This is an old revision of the document!
General
- Develop in UCLA,
- Set of Java libraries,
- It is not finished; it is not dead code, though.
- There is a rich documentation regarding the algorithms and the implementation.
- Since it is a collection of algorithms, it is necessary to decide which ones are necessary!
- "The focus of this framework is to ease the development of new algorithms and the comparison against existing models." (Jurgens, Stevens).
- "Each word space algorithms is designed to run as a stand alone program and also to be used as a library class." (Jurgens, Stevens).
- The library supports word-document vectors.
- The authors affirm that it can collect more that a context-vector for a single word depending on the semantic meaning (e.g. bank as institution and bank as "Sitztgelegenheit" )

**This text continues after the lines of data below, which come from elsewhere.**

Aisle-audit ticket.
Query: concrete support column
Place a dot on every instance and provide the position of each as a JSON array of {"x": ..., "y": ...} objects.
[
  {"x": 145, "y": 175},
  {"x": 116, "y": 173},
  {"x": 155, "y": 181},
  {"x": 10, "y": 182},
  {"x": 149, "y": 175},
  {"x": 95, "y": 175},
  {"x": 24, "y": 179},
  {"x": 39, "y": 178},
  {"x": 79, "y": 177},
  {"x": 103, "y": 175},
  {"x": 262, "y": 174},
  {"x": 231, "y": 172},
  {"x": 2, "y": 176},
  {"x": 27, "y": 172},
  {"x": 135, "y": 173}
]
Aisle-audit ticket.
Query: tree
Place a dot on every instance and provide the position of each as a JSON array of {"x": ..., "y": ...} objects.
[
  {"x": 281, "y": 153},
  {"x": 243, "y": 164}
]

- "Libraries provide support for converting between multiple matrix formats, enabling interaction with external matrix-based program".
- SVD and randomized projections.
- From the pictures, scalability of most of the algorithms seems to grow with a linear factor!
- The package is constituted by four type of tools:
- A library (implementation) of commonly used algorithms in semantic spaces.
- Tools for building semantic models
- Evaluation tools (e.g. TOEFL test for synonyms).
- Interaction tools (e.g. queries, etc.).
Installation
- Required Software
- svn (Subversion). Can be installed with a apt-get command:
sudo apt-get install subversion
- To installed the package go to a target directory. The authors recommends to use the following command:
svn checkout http://airhead-research.googlecode.com/svn/trunk/sspace sspace-read-only
- A new directory should have been created. Go to the directory and use the command
ant
. Ant is part of the Apache project and is used to build java libraries. It will automatically detect the file build.html and install from it. I explained somewhere how to install ant.